Short film programs always have their ups and their downs and sometimes, frankly, the ups aren't quite high enough to make up for the downs. It takes talent to make a short film not feel like a commercial or a music video. Which is why, when I say I'm glad I went to three programs of shorts--Alternative Escapes, You Never Know, and Persian Portraits--it's not a backhanded compliment but a sincere one. Shorts programs, good or bad, are always a strange experience anyway since, though created completely separately at every stage, they begin to inform one another. They stack on top of each other to make something stranger and bigger. I know that's not the point and their directors probably hate this idea, but it's what I see. The tension and anxiety I associate with a train in one short overtakes me when I see a completely innocent train in a new film. Maybe these are just the wanderings of a tired, image saturated mind; I've also mistaken several filmic conversations, meals, and awkward moments for episodes in my own life...like, I can't believe I ate that chicken drummy! Oh, I didn't. Yes, on this the last day of the marathon, things are getting nutty. I'll try and sort through the madness and dish out some highlights of these shorts programs:
This year's Alternative Escapes, a collection of shorts from around the world, includes the charming Hold On by Damien Roussineau, which manages to be funny and dramatic in its few minutes without feeling overwrought and has an inspired lead performance. Skeletons in the Closet by Ulrik Frieberg takes on the task of making a 12 minute joke and succeeds. The wacky, the zany Vanity Insanity by Yakov Levi will definitely wake you up if you happened to have dozed off. The timing and humor in this short is the stuff of hip-irony masters like Tim and Eric Awesome Show Great Job and Flight of the Conchords but, quite refreshingly, seems to have no idea. Above all, it's not afraid to GO THERE...and by THERE I mean having wild whip-creamy sex with a giant mirror.

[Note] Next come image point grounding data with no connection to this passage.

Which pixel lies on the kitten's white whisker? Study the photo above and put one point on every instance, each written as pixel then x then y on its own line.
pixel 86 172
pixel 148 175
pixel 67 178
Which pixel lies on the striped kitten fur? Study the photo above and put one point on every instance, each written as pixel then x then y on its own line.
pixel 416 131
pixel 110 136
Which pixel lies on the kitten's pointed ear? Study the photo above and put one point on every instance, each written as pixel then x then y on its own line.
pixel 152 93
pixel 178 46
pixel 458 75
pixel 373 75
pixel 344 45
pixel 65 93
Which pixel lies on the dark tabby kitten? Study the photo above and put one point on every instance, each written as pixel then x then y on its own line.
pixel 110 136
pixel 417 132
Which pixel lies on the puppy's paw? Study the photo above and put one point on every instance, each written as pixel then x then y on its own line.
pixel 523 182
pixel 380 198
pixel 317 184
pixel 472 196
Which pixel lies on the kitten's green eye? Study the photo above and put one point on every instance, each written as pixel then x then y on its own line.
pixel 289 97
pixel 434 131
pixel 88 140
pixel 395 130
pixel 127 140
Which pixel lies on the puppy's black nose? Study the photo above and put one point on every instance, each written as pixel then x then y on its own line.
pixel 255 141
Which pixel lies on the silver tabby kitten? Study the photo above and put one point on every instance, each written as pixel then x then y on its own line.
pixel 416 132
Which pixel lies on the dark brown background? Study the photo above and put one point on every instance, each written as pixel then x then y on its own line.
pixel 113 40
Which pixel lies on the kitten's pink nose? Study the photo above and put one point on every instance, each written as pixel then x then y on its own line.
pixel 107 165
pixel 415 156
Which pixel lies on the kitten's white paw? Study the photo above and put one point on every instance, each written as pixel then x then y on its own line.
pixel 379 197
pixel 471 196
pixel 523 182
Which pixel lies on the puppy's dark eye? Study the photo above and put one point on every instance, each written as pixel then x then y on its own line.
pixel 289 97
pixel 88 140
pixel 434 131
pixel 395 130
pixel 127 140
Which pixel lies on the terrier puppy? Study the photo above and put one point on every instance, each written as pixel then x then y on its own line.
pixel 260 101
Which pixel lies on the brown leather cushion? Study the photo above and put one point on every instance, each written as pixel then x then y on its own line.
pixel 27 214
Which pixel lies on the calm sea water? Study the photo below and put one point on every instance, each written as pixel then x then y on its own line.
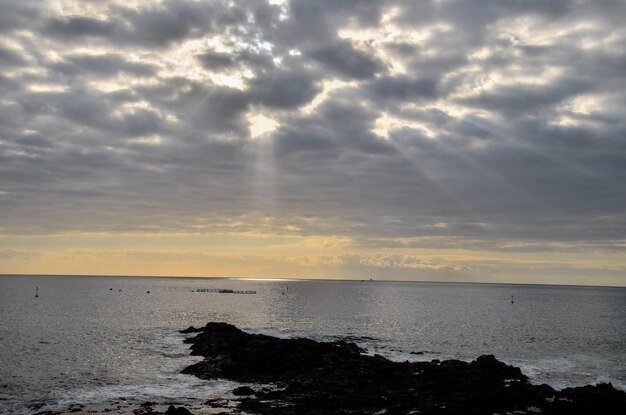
pixel 80 341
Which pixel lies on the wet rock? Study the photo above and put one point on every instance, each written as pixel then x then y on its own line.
pixel 330 378
pixel 243 391
pixel 190 329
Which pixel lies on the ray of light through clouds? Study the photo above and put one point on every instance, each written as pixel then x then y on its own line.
pixel 469 140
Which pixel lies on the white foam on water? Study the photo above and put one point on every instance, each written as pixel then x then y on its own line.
pixel 182 389
pixel 565 372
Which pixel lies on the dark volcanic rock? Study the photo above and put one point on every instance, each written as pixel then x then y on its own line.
pixel 331 378
pixel 243 391
pixel 181 410
pixel 190 329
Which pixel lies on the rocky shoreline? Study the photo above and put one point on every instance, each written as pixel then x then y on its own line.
pixel 302 376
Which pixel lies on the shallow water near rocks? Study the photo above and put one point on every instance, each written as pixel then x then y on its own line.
pixel 85 341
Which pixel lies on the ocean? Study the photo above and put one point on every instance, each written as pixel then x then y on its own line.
pixel 98 339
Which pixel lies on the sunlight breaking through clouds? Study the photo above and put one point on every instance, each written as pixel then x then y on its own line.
pixel 320 119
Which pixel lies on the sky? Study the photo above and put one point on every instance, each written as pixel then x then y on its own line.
pixel 440 140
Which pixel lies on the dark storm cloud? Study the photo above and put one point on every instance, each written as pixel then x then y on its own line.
pixel 477 120
pixel 10 58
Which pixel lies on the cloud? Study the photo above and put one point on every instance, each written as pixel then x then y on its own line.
pixel 502 121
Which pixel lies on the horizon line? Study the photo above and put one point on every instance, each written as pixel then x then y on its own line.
pixel 296 279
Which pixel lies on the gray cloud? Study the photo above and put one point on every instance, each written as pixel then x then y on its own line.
pixel 499 132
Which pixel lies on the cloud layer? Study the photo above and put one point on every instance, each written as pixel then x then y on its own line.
pixel 472 124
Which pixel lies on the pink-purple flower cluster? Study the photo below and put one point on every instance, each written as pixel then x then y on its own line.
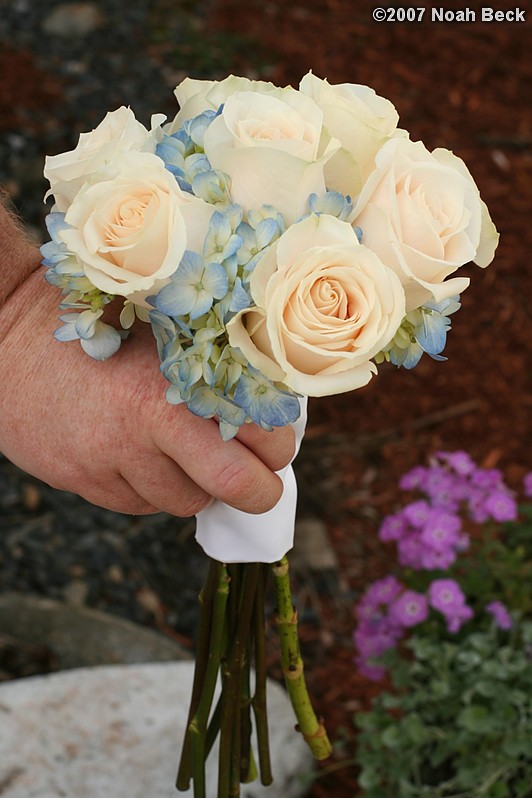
pixel 428 535
pixel 388 609
pixel 428 532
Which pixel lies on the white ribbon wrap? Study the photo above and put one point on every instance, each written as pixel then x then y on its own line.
pixel 231 536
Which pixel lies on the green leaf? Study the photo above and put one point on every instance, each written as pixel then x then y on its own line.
pixel 474 718
pixel 487 688
pixel 414 729
pixel 499 790
pixel 369 778
pixel 391 737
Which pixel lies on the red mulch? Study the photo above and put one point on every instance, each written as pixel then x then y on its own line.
pixel 463 86
pixel 466 87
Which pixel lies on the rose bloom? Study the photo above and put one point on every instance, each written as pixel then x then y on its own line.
pixel 196 96
pixel 422 214
pixel 325 305
pixel 119 132
pixel 269 143
pixel 361 120
pixel 129 233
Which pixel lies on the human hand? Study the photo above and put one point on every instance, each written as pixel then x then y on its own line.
pixel 105 430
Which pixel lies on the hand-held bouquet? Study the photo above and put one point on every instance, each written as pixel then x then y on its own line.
pixel 281 243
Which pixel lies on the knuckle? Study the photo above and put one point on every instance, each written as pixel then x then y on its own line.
pixel 236 482
pixel 191 506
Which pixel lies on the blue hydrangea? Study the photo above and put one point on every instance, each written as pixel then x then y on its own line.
pixel 99 340
pixel 193 288
pixel 423 330
pixel 184 156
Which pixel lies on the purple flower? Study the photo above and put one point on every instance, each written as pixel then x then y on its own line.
pixel 409 552
pixel 409 609
pixel 500 614
pixel 417 513
pixel 433 559
pixel 393 527
pixel 487 478
pixel 383 591
pixel 446 595
pixel 441 530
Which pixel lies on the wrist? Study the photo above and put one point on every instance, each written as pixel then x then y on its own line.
pixel 19 259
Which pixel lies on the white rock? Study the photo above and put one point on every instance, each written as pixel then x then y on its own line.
pixel 116 731
pixel 73 19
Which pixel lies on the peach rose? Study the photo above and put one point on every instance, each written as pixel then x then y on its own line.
pixel 421 212
pixel 325 305
pixel 129 233
pixel 361 120
pixel 117 133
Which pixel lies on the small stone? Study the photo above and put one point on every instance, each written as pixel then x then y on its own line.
pixel 73 19
pixel 76 592
pixel 116 731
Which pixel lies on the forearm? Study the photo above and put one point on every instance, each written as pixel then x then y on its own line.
pixel 19 258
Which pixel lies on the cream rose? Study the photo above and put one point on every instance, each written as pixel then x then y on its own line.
pixel 196 96
pixel 422 214
pixel 129 233
pixel 325 305
pixel 117 133
pixel 361 120
pixel 269 145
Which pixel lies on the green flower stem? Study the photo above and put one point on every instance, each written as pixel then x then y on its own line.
pixel 206 600
pixel 245 717
pixel 230 737
pixel 259 698
pixel 197 728
pixel 310 727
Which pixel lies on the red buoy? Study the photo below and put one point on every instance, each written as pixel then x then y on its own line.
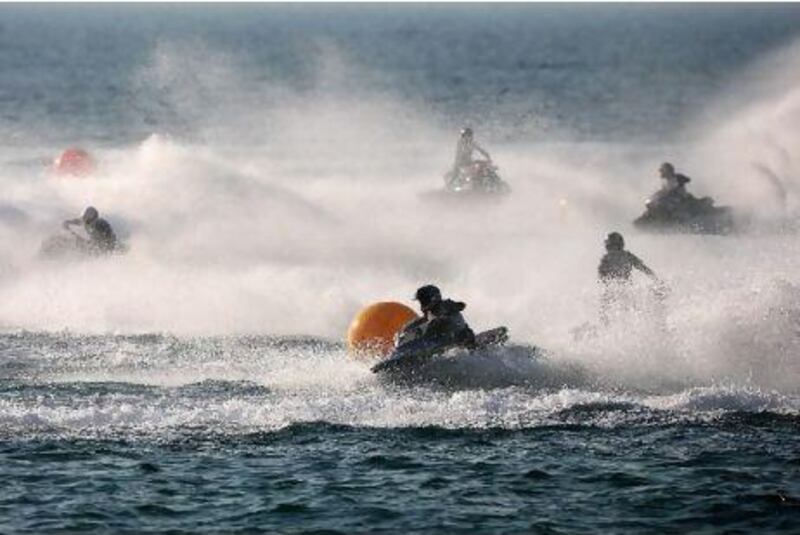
pixel 74 162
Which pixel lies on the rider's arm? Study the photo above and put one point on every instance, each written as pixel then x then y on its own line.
pixel 641 266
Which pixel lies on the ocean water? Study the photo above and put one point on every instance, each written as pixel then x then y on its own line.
pixel 268 166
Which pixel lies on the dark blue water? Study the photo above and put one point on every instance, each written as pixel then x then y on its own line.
pixel 264 164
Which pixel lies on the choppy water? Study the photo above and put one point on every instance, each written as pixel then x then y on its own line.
pixel 266 164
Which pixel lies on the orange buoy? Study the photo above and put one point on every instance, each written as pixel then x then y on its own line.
pixel 74 162
pixel 372 331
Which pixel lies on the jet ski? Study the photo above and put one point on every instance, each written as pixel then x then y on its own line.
pixel 480 181
pixel 69 245
pixel 690 216
pixel 409 358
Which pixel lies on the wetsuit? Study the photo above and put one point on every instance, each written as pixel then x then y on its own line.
pixel 443 321
pixel 101 236
pixel 616 266
pixel 615 273
pixel 464 149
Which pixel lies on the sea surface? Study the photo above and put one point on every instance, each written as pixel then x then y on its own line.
pixel 270 168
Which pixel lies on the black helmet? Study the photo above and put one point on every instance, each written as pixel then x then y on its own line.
pixel 90 214
pixel 427 296
pixel 615 241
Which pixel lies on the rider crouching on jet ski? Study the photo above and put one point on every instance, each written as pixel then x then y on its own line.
pixel 441 320
pixel 102 239
pixel 465 148
pixel 615 271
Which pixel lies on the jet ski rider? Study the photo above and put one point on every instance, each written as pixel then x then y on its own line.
pixel 465 148
pixel 673 196
pixel 441 320
pixel 102 239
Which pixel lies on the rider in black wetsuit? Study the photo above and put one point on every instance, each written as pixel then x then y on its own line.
pixel 617 264
pixel 102 239
pixel 465 148
pixel 615 271
pixel 672 198
pixel 441 320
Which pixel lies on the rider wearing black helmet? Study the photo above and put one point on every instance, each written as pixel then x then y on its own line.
pixel 673 196
pixel 441 319
pixel 464 154
pixel 615 273
pixel 617 264
pixel 101 236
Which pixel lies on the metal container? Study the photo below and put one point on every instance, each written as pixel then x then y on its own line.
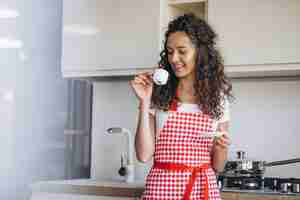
pixel 285 187
pixel 243 166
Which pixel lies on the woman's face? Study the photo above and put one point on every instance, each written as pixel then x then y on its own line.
pixel 181 54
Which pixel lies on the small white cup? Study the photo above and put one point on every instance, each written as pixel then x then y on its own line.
pixel 160 76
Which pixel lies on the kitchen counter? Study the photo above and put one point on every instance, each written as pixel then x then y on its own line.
pixel 134 190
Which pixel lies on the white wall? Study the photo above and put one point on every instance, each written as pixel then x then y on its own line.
pixel 265 123
pixel 33 97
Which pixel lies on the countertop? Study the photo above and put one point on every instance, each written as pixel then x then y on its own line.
pixel 123 189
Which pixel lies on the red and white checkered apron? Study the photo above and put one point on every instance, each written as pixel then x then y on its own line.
pixel 182 159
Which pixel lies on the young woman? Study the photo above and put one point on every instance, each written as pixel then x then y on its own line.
pixel 192 105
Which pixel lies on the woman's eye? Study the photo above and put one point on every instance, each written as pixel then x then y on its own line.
pixel 169 52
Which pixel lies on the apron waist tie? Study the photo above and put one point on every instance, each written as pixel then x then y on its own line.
pixel 192 179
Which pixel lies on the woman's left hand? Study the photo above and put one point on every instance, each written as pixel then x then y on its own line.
pixel 221 143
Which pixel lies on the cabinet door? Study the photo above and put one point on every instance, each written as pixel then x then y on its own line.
pixel 110 35
pixel 257 32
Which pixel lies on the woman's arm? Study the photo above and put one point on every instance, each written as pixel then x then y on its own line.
pixel 145 133
pixel 220 148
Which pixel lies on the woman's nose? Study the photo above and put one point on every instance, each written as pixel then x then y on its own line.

You Never Know, a program of shorts by primarily female directors, proved equally entertaining. In Dirty Girl, Jennifer Clary gives us an account of breast cancer that will make you laugh and wince at the same time. A surgeon repeatedly slices into a patient and we travel inside the body to a cancer-ridden, claymation world. It's awesome. These little clay bastards have teeth! And, for anyone who's had something internal go totally haywire, these stealth monsters munching away on organs feels like a very familiar concept put to the perfect visual. Bill Block's The Drummer is endlessly endearing. A guy who looks like the sweetest of basset hounds turns 40 and finally gets a drumming gig which turns out for the best, making the audience very, very happy. I loved David Grainger's George and Karl because it bit off a small bite and did it incredibly well. This tasty bite includes our homeless protagonists sleeping under matching semi-trucks, except the semis are painted on a wall behind them--a great illusion. Our beloved George and Karl also trade a bite of a sandwich for a swig of whiskey...for a pair of dentures. It's good. Havdalah, Alyson Silverman's film, comes through in a big way as well--nothing like telling your husband to eff-off by learning how to ride a bike. Finally, Laura Newman's loony movie Sexy Clown Bitch took me on a ride I won't soon forget. Though, I have to say, the best part of the film was after it had ended when a film festival worker from the back of the theater asked if Laura Newman could please report to the theater lobby. This prompted the entire audience to go, "ooooohhhhhhhhh," in that perfect grade-school way. This, in turn, prompted Laura Newman who was running down the isle to yell, "What!?!, Too Bitchy?!?! Too Sexy!?!?". Since this is the only time I'll probably get to say it, I'll conclude by saying Sexy Clown Bitch is right up my alley.
Persian Portraits was short but sweet. Slap by Ehsan Amani provided another one joke wonder of a film that left the audience howling and clapping. On the Railroad by Mohammad Sufi builds enough anxiety in 10 minutes to last an entire film festival...Just please stop almost getting hit by trains! And, lastly, Peyman Nahan Ghodrati's Cold Dream follows an Iranian tradition of simple tragedies unfolding slowly and quietly. One of my favorite things about this style of New Iranian Cinema is its ability to make you root for a little boy finding his shoes or a woman to get to her friend's house as if it were an epic Hollywood battle between good and evil. Cold Dream reaches these heights with a simple wheel stuck in the snow debacle.